2. If the learner gets a question correct, all the knowledge components assessed in that question would be awarded corresponding credits.
3. Each item from a select-all-that-apply question is treated as a separate, independent true-or-false question.
4. In a select-all-that-apply question, there is no penalty for incorrect answers, the lowest score one could get for a question is zero.
Interpretation:
After finishing all three parts of the assessment, learners will receive a learner report of their top three performing knowledge components and bottom three performing knowledge components determined by the score they received.

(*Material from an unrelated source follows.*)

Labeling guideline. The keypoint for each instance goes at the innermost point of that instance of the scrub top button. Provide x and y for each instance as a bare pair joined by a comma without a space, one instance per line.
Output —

There are 3 steps to create a learner-centered performance report.
STEP 1. Map each question to different knowledge components.
STEP 2. Create a scoring rubric by referencing existing critical thinking rubrics.

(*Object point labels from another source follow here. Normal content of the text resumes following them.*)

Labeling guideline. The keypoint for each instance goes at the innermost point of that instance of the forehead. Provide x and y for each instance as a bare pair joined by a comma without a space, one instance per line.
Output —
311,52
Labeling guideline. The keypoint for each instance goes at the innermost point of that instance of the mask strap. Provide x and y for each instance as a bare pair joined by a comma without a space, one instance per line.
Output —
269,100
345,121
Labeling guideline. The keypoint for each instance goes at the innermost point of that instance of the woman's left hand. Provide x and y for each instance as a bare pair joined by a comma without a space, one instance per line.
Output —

STEP 3. Translate rubric into learner-interpretable learner report.
08
QUALITY ASSURANCE

Validity Check

Reliability Check
Validity Check: Target Learners
We conducted empirical cognitive task analysis on students aged 13 - 19 at MOS from June 17-19, 2019 in Orlando, Florida during Microsoft Office Specialist (MOS) U.S. National Championship and removed all questions related to coding / pseudo-code, added additional explanation in the scenario prompt explicitly asking students not to judge with prior knowledge of technical features or implementation.

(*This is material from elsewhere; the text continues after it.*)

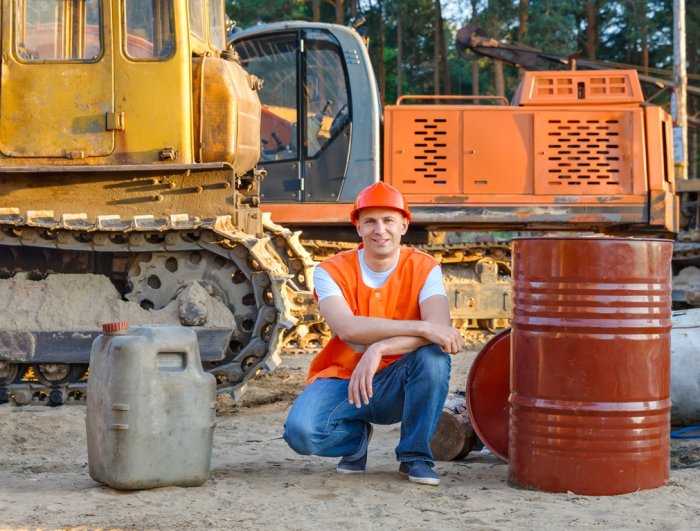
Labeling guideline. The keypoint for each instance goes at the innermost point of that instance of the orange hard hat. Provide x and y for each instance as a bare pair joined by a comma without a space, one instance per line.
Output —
380,195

We conducted cognitive interviews on CMU undergrads in STEM majors to make sure that students understand the tasks in the way we want them to.
![]() | ![]() | ![]() | ![]() |
---|---|---|---|
![]() |
Validity Check: Academic Experts
We asked academic experts whether the way we divide knowledge components makes sense, whether we are assessing things that we intend to assess, whether our scoring rubric makes sense, etc.
Validity Check: Recruiter
We asked recruiters to go through the tasks and provide feedback on whether they find the tasks authentic / whether they are going to ask those questions during a job interview.
Reliability Check: Target Learners
Goal:
-
Check the reliability of test items and delete or rephrase those that impede overall reliability accordingly
-
Awarding partial credit to items if this could improve overall reliability
Process:
We conducted two rounds of quantitative analysis. The first round on computer science graduate students. The second round was comprised of two thirds STEM undergrad students (computer science, software engineering, electrical and computer engineering, robotics etc.), and one third Amazon Mechanical turk masters ages 18-25 who were US high school graduates.
Iterations:
In response to our reliability check results, we made three types of changes to our questions: deletion (scenario, question, or item), rephrasing, or rescoring. The improvement in reliability is visualized in the chart below, color red indicates trouble-makers while color green indicates healthy results.
Result:
Reached a high reliability showing high consistency between all test items (Cronbach's alpha = 0.891)

09
REFLECTION
What I learnt:
Workflow
-
Multi-tasking: While instructional designers are still working to generate more scenarios, designers could start to create multimedia assets. While others are doing proof reading, I could generate more assets.
-
Agile: Check in with client / teammates quickly before going towards a wrong direction for too long.
-
Version Control: Keep good version control of assessment design. Every time before making changes to the current work (e.g. after rounds of cognitive interviews), download / copy it. It might also be a good practice to keep a standalone document for dates & major changes.
-
Documentation: Keep a quote bank of important / fantastic quotes from interviews.
-
Field Guide: Write a field guide before going to interviews so that different people could have the same focus in mind.
Work with Client & SME
-
Provide consultancy backed up by research: help clients scope the problem / solution space and push back their requests sometimes.
-
SME checklist: Organization structure, needs and constraints may change constantly over time. AGILE workflow is important to ensure timely checkin.
What I could have done differently:
Plan for recruitment ahead of time. Although we were able to find the best proxies to test design with, it would have been better if we could test with actual users.